Tiga

179 30 71
                                    

Bel tanda pulang baru saja berbunyi. Hal itu tentu saja membuat seluruh para murid senang. Binar bahagia sangat tercetak jelas diwajah mereka masing-masing. Seperti ada hal yang sangat dinantikan dirumah. Jelas, banyak yang dinantikan, salah satunya adalah kasur empuk yang sudah menunggu mereka. Sama halnya dengan Agatha dan Echa sekarang.

"Ta, gue duluan ya, soalnya udah dijemput sama nyokap."

"Iya Ca, gapapa. Lo hati-hati ya."

Echa mengangguk sebagai jawaban.

"Lo juga hati-hati. Bye," pamit Echa seraya melambaikan tangan dari dalam mobil.

"Iya.." Setelah itu, mobil yang ditumpangi Echa melaju dan sekarang tinggallah Agatha dengan siswa lainnya yang tak Agatha kenali ralat belum. Mungkin.

Agatha menuju halte yang berada tepat diseberang sekolahnya, disana hanya ada beberapa orang siswa yang menunggu angkutan umum.

Agatha mendudukan diri dibangku yang masih terlihat kosong. Dia merogoh saku seragamnya berniat mengambil benda pipih yang sudah beberapa kali bergetar.

Banyak notif yang masuk, termasuk notif dari teman barunya, Echa.

Sudah 11menit berlalu, namun angkutan umum belum juga datang. Sekalinya datang, angkutan itu sudah dipenuhi oleh anak-anak dari sekolah yang lain.

Agatha mengembuskan nafasnya lelah, dia melirik jam yang melingkar di pergelangan tangannya. Sekarang jam 14.20 sore. Sudah hampir 15menit dia berada disini, hanya untuk menunggu sebuah angkutan umum.

Namun, tiba-tiba netra nya menangkap sosok yang belakangan ini berhasil mengganggu pikirannya. Ya, dia senior tampan.

Disana, didepan gerbang Agatha melihat Sheban tengah menaiki motor sport nya. Rupanya dia baru pulang. Wajarlah kan dia anggota OSIS. Pulang sore adalah hal lumrah bagi mereka, termasuk Sheban.

Disaat Agatha sedang fokus memandangi Sheban, tiba-tiba pandangan cowo itu melihat kearahnya. Menyebabkan netra mereka saling bertubrukan satu sama lain.

Tapi itu tak berlangsung lama, karna Agatha lebih dulu memutus kontak mata. Seketika itu juga, Agatha merasakan kedua pipinya memanas dengan jantung yang tak berdetak seirama.

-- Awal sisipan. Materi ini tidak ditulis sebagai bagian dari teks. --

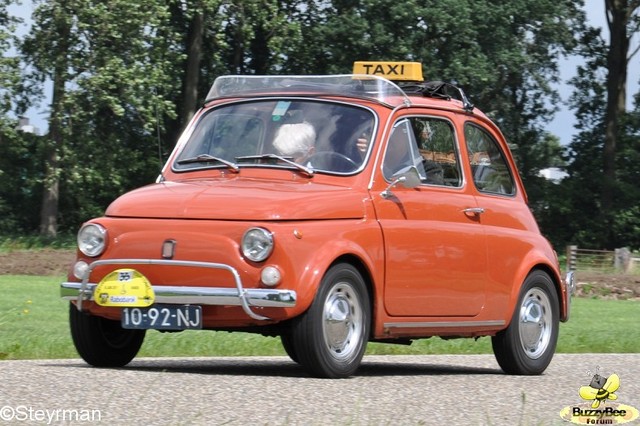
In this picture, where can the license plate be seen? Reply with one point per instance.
(163, 317)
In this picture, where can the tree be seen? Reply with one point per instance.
(623, 20)
(105, 61)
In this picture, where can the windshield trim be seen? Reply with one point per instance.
(185, 137)
(359, 86)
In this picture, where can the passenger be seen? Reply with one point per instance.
(296, 140)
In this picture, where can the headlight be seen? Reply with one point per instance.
(257, 244)
(92, 239)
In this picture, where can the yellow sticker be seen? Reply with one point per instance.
(124, 288)
(395, 71)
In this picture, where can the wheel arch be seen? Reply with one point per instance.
(366, 275)
(557, 285)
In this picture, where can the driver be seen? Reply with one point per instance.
(296, 140)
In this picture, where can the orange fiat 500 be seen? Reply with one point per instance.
(329, 211)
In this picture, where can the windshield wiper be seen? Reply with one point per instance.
(306, 170)
(206, 158)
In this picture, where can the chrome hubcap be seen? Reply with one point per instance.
(342, 321)
(535, 323)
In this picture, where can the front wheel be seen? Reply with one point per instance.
(102, 342)
(329, 339)
(529, 342)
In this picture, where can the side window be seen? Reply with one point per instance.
(402, 152)
(437, 147)
(491, 172)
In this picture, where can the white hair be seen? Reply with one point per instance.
(297, 138)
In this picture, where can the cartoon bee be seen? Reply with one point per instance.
(600, 389)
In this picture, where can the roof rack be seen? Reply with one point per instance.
(438, 89)
(361, 86)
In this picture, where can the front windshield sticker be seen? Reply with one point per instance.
(280, 110)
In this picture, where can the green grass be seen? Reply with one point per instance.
(10, 243)
(33, 325)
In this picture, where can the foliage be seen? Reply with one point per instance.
(127, 77)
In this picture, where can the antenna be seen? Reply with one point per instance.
(155, 107)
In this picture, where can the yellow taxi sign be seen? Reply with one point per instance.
(124, 288)
(398, 71)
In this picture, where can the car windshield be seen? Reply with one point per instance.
(306, 135)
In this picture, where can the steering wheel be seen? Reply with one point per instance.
(331, 160)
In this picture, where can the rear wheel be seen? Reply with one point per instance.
(528, 344)
(329, 339)
(102, 342)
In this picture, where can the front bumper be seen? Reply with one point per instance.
(570, 282)
(223, 296)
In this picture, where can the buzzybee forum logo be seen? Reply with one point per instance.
(599, 408)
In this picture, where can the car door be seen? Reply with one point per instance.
(435, 248)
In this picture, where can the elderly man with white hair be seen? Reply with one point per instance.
(296, 140)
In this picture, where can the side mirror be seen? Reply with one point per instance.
(409, 178)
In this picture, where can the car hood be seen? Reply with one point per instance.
(240, 199)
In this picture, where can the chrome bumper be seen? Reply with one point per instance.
(238, 296)
(570, 282)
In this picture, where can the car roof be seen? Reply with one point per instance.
(357, 86)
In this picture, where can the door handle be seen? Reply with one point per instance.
(476, 211)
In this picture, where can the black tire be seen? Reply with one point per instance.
(330, 339)
(527, 345)
(102, 342)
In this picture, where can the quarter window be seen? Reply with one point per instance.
(431, 148)
(491, 172)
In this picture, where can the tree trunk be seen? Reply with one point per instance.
(618, 14)
(50, 193)
(192, 76)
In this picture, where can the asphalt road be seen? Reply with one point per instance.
(388, 390)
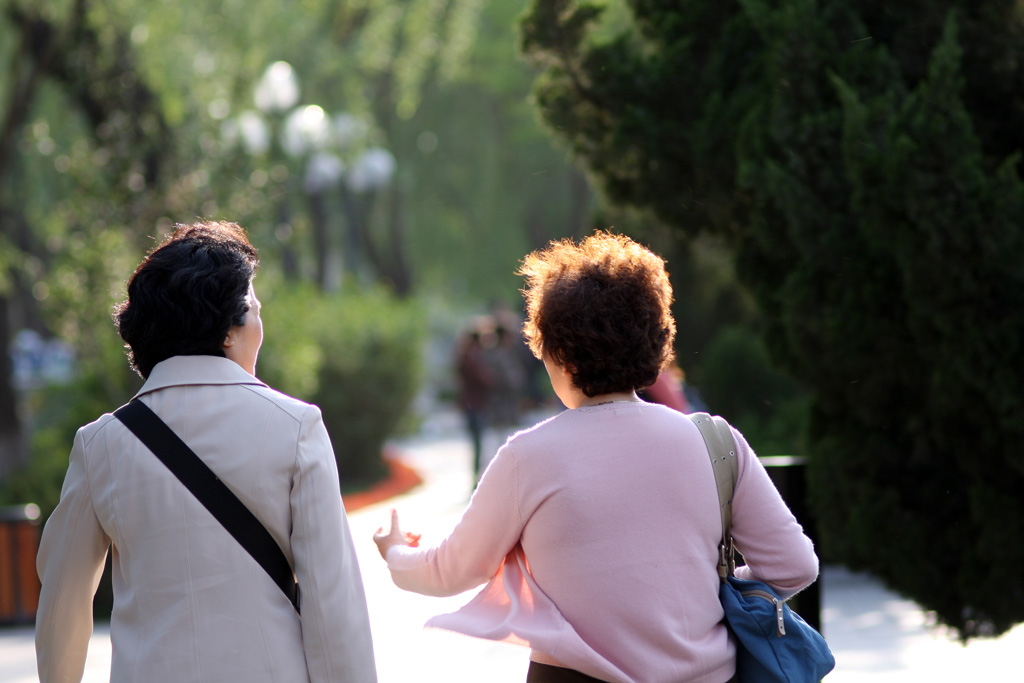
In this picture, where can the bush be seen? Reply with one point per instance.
(357, 354)
(739, 383)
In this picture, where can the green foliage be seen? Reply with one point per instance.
(739, 383)
(356, 354)
(861, 161)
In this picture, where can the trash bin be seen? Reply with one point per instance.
(18, 581)
(788, 473)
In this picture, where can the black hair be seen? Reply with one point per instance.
(186, 294)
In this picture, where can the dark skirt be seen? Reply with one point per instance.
(543, 673)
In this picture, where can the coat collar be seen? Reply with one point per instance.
(181, 370)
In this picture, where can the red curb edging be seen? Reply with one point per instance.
(401, 478)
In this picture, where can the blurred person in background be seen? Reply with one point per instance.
(475, 382)
(189, 602)
(597, 531)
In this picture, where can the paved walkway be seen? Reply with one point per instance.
(876, 635)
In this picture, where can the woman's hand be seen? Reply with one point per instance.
(394, 538)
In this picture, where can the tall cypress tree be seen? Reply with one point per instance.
(863, 163)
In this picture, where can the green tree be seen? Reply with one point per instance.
(862, 161)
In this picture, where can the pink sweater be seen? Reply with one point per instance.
(598, 531)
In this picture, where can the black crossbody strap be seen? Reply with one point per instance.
(211, 492)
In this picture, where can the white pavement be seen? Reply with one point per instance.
(877, 636)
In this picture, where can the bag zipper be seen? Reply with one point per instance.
(775, 601)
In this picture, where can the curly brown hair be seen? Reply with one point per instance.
(601, 309)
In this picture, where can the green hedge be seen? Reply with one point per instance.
(358, 355)
(739, 382)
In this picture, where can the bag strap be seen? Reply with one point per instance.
(722, 450)
(211, 492)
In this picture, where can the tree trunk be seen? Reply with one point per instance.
(12, 450)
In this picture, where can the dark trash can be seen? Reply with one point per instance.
(18, 581)
(788, 473)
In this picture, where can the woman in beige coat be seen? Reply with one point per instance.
(189, 603)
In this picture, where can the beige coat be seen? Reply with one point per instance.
(190, 604)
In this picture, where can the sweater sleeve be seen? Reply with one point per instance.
(336, 633)
(474, 550)
(72, 552)
(772, 542)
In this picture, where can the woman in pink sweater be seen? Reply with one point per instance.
(597, 530)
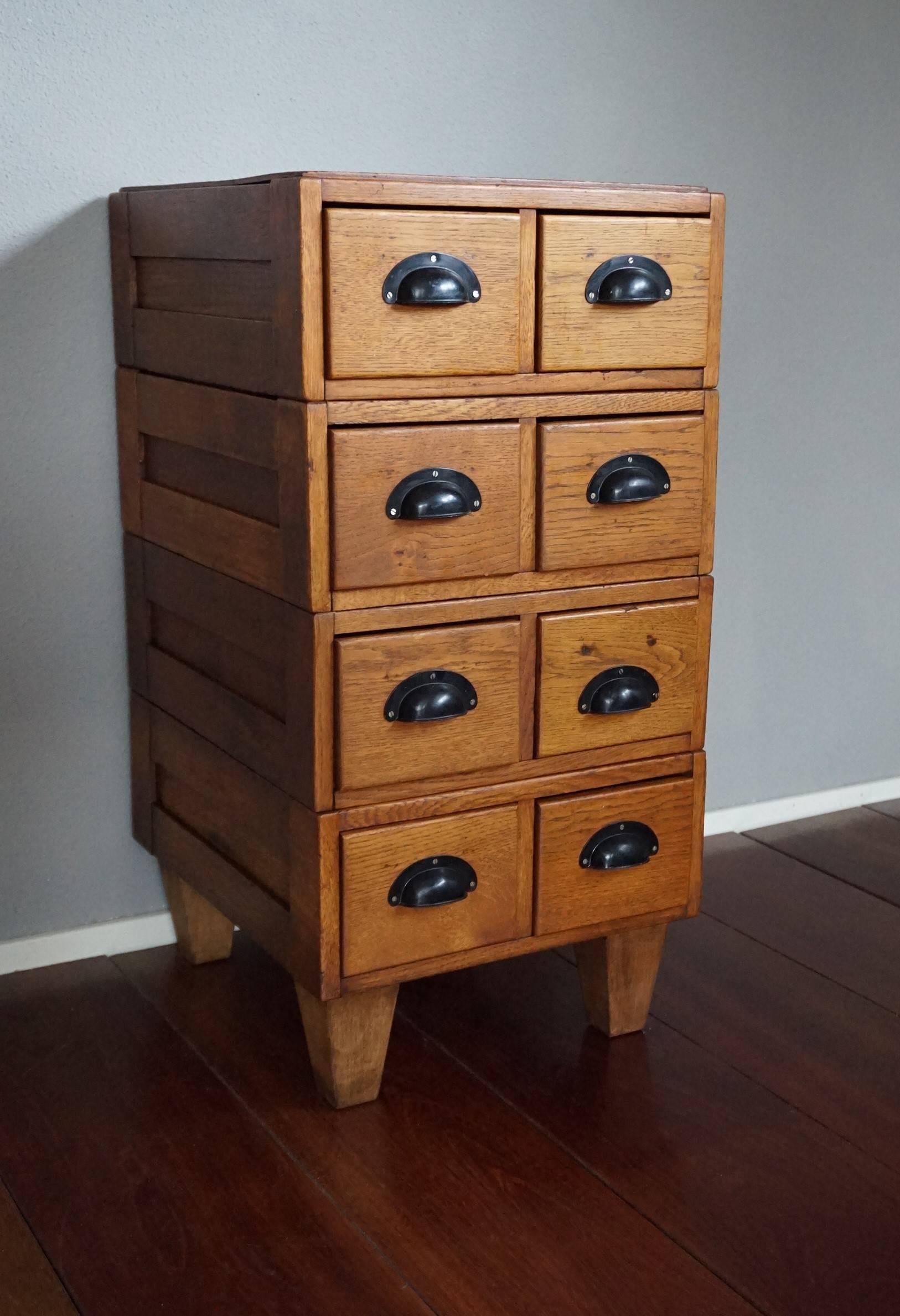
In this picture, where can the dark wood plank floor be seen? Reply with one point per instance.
(162, 1147)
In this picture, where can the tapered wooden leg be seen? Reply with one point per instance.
(203, 933)
(618, 978)
(348, 1043)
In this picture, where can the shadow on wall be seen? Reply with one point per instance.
(68, 854)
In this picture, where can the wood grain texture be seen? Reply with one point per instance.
(250, 490)
(203, 223)
(240, 288)
(501, 606)
(124, 282)
(716, 271)
(287, 309)
(214, 536)
(527, 288)
(218, 420)
(479, 1211)
(569, 896)
(368, 337)
(833, 1055)
(233, 810)
(521, 385)
(377, 935)
(528, 780)
(373, 549)
(316, 902)
(618, 976)
(489, 194)
(28, 1282)
(203, 933)
(124, 1150)
(574, 334)
(374, 752)
(527, 582)
(206, 349)
(710, 462)
(224, 886)
(312, 291)
(348, 1041)
(576, 533)
(514, 407)
(806, 915)
(661, 639)
(857, 847)
(784, 1211)
(131, 451)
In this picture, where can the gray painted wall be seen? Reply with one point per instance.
(790, 109)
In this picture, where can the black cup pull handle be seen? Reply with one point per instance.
(427, 884)
(435, 494)
(620, 845)
(431, 696)
(630, 478)
(628, 281)
(431, 280)
(619, 690)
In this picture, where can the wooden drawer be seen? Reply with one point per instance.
(570, 892)
(457, 512)
(588, 468)
(648, 666)
(369, 337)
(378, 933)
(580, 334)
(374, 749)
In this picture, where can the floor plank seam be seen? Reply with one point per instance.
(573, 1156)
(295, 1160)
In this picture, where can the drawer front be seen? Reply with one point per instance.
(571, 892)
(581, 334)
(454, 512)
(601, 672)
(369, 337)
(588, 469)
(389, 880)
(479, 661)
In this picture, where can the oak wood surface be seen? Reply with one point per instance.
(514, 407)
(124, 1152)
(790, 1215)
(578, 533)
(828, 926)
(498, 606)
(524, 383)
(860, 848)
(373, 549)
(527, 582)
(28, 1282)
(240, 288)
(618, 976)
(348, 1041)
(368, 337)
(214, 536)
(377, 935)
(479, 1211)
(833, 1055)
(203, 933)
(576, 334)
(374, 752)
(660, 637)
(219, 420)
(570, 896)
(236, 353)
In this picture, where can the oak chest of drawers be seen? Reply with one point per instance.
(417, 483)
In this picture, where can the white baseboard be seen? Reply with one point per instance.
(156, 930)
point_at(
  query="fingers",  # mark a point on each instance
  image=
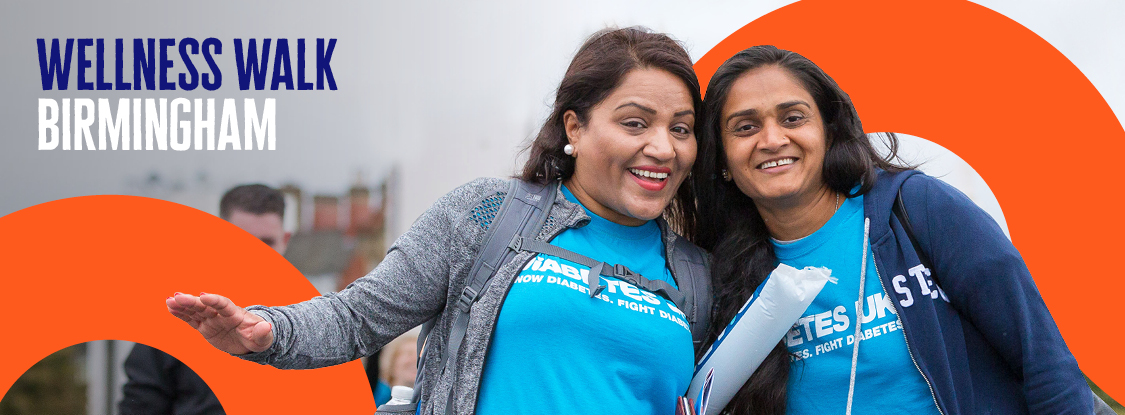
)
(219, 304)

Kalau boleh jujur, sekarang Agatha sangat malu. Dia sudah tertangkap basah memperhatikan Sheban diam-diam. Ya Tuhan, buat aku amnesia sebentar saja, batin Agatha.

Disaat Agatha sudah menetralkan degup jantungnya, gadis itu justru melihat motor Sheban melaju kearahnya. Jelas saja hal itu sukses membuat jantung Agatha semakin menggila untuk yang kedua kalinya.

Yang bisa dilakukan Agatha sekarang hanya menunduk dengan menggigit-gigit kecil bibir bawahnya, karna itu sudah menjadi kebiasaan gadis itu apabila dia sedang dalam mode takut ataupun gugup.

"Naik."

Deg

Suara itu.

Suara yang sama persis dengan milik senior tampan.

Apa jangan-jangan...

Agatha mendongakan kepalanya pelan-pelan demi memastikan apakah memang benar adanya atau hanya halusinasi semata.

Dan apa kalian tau?

Dihadapan Agatha sekarang telah berdiri sosok laki-laki dengan motor sportnya.

Dia juga sosok yang belakangan ini telah menjadi salah satu alasan yang membuat Agatha senyum-senyum tak jelas. Ya, dia Bastian Sheban. Laki-laki yang menyandang gelar sebagai Cold prince disekolah nya.